VLDB09 Overview, part 2
I'm right back in Paris after four awesome days at Lyon where I attended the Very Large Database Conference. Overall this was a very interesting event, with both very low level technical talks and architectural presentations. The event was really well organized as I've partially mentioned in my overview of the first two days, but there is still place for improvements.
The average quality of the selected papers was pretty good, but I personally thought that there were still too many non innovative papers and badly prepared speakers. Common guys, you've got the chance to expose your work to an invaluable audience in a prestigious conference, the least you can do is to be well trained so you don't have to skip your last 10 slides... Also, another detail, how the hell can you receive 700 persons in France and serve lunch without desert ? I may be a bit greedy, but I wasn't the only disappointed person. That's it for the traditional french whine part. (But there was good wine !)

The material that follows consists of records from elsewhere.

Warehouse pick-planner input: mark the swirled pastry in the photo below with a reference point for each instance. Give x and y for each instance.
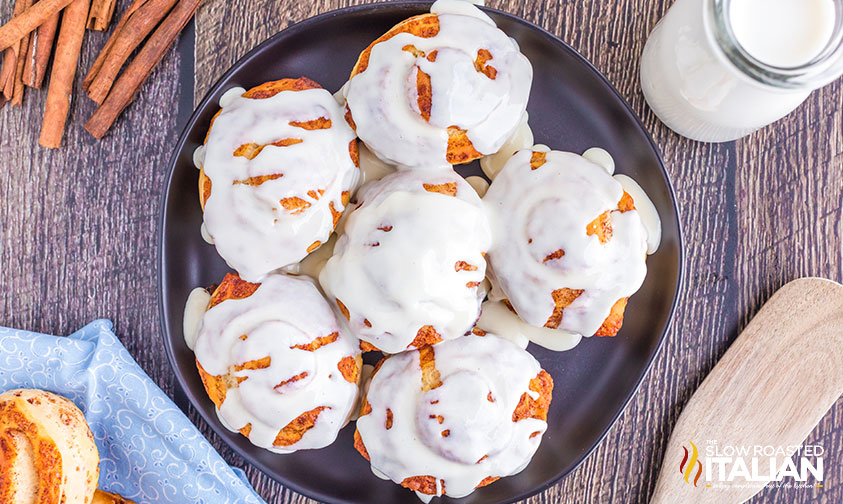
(277, 169)
(47, 451)
(274, 360)
(570, 247)
(447, 419)
(405, 272)
(440, 88)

So the last two days were full of interesting sessions in various domains. Wednesday morning began with a keynote about how database technologies contribute to enhance games and simulation engines performances. For a keynote, I would have preferred a more database focused talk, because in the end it was just about having each tick of the game acting in a map / reduce fashion to compute all changes together, and some Tree usage here and there, nothing very funky (but there were some great videos of old video games to compensate...
).
The afternoon started with a great session called Map/Reduce with three presentations:
- SQL/MapReduce: A practical approach to self-describing, polymorphic, and parallelizable user-defined functions: The speech was about a commercial product, AsterDB, and their alternative approach to Hadoop / PIG. The idea is that statisticians and other people interested about processing data prefer to write SQL queries instead of coding map / reduce functions that are usually so specialized that they are not reusable. They answer this concern by providing an easily extensible SQL language so you can bypass the actual limits of SQL by writing a few lines of java for example, the whole thing being then parallelized.
- Building a HighLevel Dataflow System on top of MapReduce: The Pig Experience: Really interesting presentation by a Yahoo! engineer, one of the creator of Pig, the famous high level language to express data analysis programs on top of Hadoop. The focus was on how Pig is designed and implemented to actually transform your logical instructions into physically distributed jobs and stages. Pretty neat.
- PLANET: Massively Parallel Learning of Tree Ensembles with MapReduce: Highly technical talk from a Google fellow describing "a scalable distributed framework for learning tree models over large datasets. PLANET defines tree learning as a series of distributed computations, and implements each one using the MapReduce model of distributed computation.". A great breakthrough in a domain where lots of state of the art learning algorithms are designed for a single machine.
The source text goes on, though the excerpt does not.